Towards a Personal Health Management Assistant

This article describes a prototype of a Personal Health Management Assistant, a computer program designed to help individuals with heart failure improve self-management of their health. The Health Assistant can interact with patients with heart failure via speech or typing and can proactively assist with home care.

Researchers chose to develop a conversational Health Management Assistant for heart failure because heart failure is highly prevalent and costly to treat; has well-understood best practices; and is amenable to self-management for many patients. The prototype Assistant collects data from users, processes the data for meaning and shares information using the Project HealthDesign Common Platform.

Key Findings:

  • New personal health records should utilize objective and subjective observations from patients to improve self-care.
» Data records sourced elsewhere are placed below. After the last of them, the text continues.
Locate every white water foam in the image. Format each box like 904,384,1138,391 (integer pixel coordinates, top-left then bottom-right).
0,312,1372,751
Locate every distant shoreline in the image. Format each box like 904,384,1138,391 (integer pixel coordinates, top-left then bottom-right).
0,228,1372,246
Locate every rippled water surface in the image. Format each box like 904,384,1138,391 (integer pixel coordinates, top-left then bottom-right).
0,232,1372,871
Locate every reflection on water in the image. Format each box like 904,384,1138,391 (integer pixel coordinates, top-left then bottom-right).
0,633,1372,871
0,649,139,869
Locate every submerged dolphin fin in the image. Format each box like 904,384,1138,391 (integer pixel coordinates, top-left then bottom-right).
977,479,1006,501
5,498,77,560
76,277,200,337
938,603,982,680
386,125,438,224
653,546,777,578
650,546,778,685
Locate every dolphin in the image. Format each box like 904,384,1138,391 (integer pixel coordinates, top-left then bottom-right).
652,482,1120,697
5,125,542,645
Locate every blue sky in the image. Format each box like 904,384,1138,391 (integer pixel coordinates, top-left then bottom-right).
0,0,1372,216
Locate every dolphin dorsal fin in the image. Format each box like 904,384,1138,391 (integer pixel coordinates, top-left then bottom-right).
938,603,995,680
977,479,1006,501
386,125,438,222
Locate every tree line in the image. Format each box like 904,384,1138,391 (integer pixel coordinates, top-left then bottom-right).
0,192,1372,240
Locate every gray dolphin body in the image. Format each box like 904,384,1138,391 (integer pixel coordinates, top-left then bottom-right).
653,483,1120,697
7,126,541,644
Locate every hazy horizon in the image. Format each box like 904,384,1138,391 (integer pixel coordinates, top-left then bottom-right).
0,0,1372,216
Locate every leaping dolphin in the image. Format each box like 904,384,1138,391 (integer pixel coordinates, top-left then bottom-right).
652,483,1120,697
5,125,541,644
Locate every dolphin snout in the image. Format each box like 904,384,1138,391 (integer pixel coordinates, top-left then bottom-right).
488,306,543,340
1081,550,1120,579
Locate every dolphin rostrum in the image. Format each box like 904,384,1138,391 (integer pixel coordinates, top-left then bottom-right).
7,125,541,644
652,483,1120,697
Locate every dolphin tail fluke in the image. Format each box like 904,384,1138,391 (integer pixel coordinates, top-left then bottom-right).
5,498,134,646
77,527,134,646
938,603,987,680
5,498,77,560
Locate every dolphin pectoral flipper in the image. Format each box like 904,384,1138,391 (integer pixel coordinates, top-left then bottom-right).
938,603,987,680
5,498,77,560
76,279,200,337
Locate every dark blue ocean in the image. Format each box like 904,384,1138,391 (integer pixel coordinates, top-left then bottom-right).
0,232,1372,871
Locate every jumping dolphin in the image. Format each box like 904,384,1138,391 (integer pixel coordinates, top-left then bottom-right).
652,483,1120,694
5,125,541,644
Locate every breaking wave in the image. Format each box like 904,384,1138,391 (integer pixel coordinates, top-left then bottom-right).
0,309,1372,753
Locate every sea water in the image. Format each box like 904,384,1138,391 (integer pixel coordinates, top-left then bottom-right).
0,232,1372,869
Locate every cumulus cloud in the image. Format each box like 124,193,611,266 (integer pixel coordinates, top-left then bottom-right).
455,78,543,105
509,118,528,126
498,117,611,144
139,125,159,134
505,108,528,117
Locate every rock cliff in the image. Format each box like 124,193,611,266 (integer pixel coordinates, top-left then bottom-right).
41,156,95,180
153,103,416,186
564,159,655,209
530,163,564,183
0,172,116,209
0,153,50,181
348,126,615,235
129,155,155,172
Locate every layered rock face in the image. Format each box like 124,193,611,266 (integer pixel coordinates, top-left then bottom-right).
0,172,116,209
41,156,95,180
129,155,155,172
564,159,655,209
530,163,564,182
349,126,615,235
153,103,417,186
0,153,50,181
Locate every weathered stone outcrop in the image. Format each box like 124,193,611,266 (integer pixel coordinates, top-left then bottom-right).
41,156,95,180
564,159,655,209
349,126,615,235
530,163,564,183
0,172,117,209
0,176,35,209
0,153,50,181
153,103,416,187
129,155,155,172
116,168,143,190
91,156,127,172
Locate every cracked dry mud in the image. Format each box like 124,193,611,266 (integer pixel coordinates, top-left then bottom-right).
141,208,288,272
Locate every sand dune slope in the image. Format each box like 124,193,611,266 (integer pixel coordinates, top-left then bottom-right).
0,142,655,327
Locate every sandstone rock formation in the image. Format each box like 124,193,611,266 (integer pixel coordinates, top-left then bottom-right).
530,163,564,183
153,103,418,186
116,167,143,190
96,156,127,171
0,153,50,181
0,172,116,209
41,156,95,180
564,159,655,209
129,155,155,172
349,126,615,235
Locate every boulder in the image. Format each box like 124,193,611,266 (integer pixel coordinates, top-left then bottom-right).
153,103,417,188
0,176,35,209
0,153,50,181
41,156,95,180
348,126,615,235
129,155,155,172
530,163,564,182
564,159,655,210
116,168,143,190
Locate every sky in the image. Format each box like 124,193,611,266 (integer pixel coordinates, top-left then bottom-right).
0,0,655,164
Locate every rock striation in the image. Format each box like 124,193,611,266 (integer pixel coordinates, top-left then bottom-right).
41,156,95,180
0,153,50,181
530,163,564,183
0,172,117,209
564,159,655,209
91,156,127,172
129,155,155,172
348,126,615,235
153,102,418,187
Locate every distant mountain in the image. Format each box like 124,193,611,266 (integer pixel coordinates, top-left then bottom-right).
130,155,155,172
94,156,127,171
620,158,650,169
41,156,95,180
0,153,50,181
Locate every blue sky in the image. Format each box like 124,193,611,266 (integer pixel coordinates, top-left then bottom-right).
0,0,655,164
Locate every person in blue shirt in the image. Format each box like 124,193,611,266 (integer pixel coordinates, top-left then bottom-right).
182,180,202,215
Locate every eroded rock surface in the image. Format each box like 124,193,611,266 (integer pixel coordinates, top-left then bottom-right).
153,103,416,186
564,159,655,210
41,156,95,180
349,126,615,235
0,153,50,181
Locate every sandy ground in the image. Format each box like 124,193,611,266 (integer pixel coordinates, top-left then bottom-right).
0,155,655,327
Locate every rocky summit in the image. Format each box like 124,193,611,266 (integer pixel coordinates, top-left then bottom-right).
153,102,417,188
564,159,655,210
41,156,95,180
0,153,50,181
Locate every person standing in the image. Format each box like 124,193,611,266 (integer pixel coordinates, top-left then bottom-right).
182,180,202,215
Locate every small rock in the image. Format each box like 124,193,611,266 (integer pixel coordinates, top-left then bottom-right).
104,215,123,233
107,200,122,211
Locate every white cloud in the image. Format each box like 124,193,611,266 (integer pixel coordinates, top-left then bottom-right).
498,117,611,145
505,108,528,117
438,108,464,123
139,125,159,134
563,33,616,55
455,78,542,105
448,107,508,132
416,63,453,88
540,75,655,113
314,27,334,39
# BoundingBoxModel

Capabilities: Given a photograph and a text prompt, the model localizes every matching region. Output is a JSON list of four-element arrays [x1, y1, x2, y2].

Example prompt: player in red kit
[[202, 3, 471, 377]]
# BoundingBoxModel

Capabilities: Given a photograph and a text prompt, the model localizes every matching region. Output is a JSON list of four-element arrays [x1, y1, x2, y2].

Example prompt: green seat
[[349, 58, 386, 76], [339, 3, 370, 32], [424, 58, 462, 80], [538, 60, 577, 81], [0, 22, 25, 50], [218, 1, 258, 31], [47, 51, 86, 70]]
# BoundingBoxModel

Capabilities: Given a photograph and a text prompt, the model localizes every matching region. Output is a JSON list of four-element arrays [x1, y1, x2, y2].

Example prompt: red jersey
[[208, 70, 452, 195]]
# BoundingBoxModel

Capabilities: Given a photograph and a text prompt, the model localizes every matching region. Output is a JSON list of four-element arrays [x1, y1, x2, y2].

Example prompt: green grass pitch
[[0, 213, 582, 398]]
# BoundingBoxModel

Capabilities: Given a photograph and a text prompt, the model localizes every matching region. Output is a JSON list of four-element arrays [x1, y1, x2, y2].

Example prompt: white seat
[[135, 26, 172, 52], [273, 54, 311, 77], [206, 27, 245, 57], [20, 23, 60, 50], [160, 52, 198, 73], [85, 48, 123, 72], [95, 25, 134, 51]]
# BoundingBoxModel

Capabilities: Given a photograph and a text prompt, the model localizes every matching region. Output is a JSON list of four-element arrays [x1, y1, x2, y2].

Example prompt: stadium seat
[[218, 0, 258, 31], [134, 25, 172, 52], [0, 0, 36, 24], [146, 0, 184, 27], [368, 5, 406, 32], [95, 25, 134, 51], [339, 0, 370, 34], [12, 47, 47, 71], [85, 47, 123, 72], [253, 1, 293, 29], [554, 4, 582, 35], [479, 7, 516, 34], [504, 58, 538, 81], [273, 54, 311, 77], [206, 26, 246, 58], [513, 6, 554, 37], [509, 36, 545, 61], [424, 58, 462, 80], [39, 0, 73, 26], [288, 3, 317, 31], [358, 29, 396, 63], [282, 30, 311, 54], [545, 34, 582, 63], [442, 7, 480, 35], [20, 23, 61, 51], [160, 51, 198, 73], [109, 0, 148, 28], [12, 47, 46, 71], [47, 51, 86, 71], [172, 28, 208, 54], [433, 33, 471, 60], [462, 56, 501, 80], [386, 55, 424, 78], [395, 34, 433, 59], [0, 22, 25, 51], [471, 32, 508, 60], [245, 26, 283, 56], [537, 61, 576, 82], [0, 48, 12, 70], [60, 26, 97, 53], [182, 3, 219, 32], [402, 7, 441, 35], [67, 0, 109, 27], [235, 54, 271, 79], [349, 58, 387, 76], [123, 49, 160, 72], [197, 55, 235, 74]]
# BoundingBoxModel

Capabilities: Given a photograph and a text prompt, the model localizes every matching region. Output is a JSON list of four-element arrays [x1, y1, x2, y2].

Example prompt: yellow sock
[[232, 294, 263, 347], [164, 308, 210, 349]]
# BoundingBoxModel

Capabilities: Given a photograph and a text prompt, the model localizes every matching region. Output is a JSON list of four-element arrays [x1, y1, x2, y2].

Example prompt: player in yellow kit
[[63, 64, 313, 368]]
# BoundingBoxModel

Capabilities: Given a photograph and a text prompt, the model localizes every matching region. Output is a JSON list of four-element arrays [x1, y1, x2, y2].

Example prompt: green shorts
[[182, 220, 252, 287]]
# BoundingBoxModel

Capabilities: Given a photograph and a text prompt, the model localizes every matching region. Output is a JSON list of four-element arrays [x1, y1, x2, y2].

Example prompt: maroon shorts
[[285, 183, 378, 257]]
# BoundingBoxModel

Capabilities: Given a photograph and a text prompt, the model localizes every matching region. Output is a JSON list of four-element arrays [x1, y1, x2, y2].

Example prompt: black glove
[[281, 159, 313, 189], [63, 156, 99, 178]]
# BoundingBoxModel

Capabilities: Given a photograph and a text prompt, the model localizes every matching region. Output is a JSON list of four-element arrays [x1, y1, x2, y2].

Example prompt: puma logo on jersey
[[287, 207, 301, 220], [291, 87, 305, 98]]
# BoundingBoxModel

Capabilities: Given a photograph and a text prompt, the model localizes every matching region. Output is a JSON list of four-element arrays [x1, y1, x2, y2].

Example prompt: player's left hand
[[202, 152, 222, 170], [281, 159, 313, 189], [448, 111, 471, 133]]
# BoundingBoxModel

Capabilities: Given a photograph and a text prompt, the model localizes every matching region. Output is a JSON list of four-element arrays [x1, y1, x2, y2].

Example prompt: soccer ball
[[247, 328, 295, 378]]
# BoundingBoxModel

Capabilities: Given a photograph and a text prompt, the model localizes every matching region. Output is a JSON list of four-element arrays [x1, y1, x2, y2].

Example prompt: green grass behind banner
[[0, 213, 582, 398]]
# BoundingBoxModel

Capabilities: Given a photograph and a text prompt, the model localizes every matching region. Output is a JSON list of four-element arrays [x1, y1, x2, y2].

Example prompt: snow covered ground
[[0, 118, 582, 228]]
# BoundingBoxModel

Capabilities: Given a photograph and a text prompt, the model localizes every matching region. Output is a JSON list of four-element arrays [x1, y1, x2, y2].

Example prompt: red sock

The personal health record should be able to both record and respond to these observations.
  • If personal health records are to help people improve their health across multiple diseases and domains, more effective communication standards between systems must be developed.
  • Computerized Health Assistants raise several ethical, social and legal issues. These include the ethical ramifications of substituting computer care for human care, the legal issue of whether a Health Assistant should be considered a medical device, and the social consideration of whether computerized devices will counter personal isolation of patients with heart failure.

The Health Assistant prototype for health failure demonstrates the potential of highly interactive computerized programs to help individuals better manage aspects of complex diseases at home. This study was funded by the Robert Wood Johnson Foundation's Project HealthDesign.